At first glance, one might think that Rahab’s paintings are repetitive since she frequently sticks with similar hues, with pastel blues matching Kenyan skies, pearl white for her fluffy white clouds, ochre brown matching the color of volcanic soil, and touches of yellow like the tips of acacia trees around Naivasha (renamed ‘Delamere’ in her art)

But if you take a second look, you will see that each painting is distinctive, deliberately expressive of Rahab’s photographic memory of myriad villages that have grown up between Banana Hill and Shine’s home village of Kiptanguanyi in Nakuru.

But even more interesting than the subtle differences between Rahab’s landscapes is first, the way she blends those colours into impressionistic fantasy lands filled with hills, valleys, and homesteads that leave you wondering what goes on inside them.

Eunice, like Rahab, has grown up around male painters from whom she’s gained inspiration to develop her own artistic skills.

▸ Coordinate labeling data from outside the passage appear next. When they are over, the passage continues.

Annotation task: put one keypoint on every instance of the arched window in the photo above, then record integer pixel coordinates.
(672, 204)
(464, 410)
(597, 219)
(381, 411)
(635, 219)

For Rahab, her evolution has been as an impressionistic landscape painter. For Eunice, it’s her woodcut prints that stand out in ‘Women’s Touch’.

Whether her prints are of birds, beggars, or babies with doting mothers, each one clearly reveals her development as a printmaker having real appeal.

And as for Maggie, her career as a sculptor took off in the early 2000s after coming under the influence of Elijah Ogira, one of Kenya’s finest sculptors. Initially, she worked in wood. But where she’s been a pioneering female is in her work welding metal scraps and shaping them into remarkable forms of metallic art.

One of her most stunning welded works in ‘Women’s Touch’ is entitled ‘Comfort’.

“I was asked by a friend to create a piece that might console someone who had lost a loved one, so I created ‘Comfort’,” Maggie told BDLife, referring to a sculpture that reminds me somewhat of sculptures by the renowned Romanian modernist sculptor, Constantin Brancusi.

His name might also come to mind if one sees the eight tall, slender, and shapely metallic totems that Maggie made especially after winning a commission to create sculptures for Garden City Mall’s front lawn. They are all uniquely her own, yet they echo the spirit of that great master sculptor.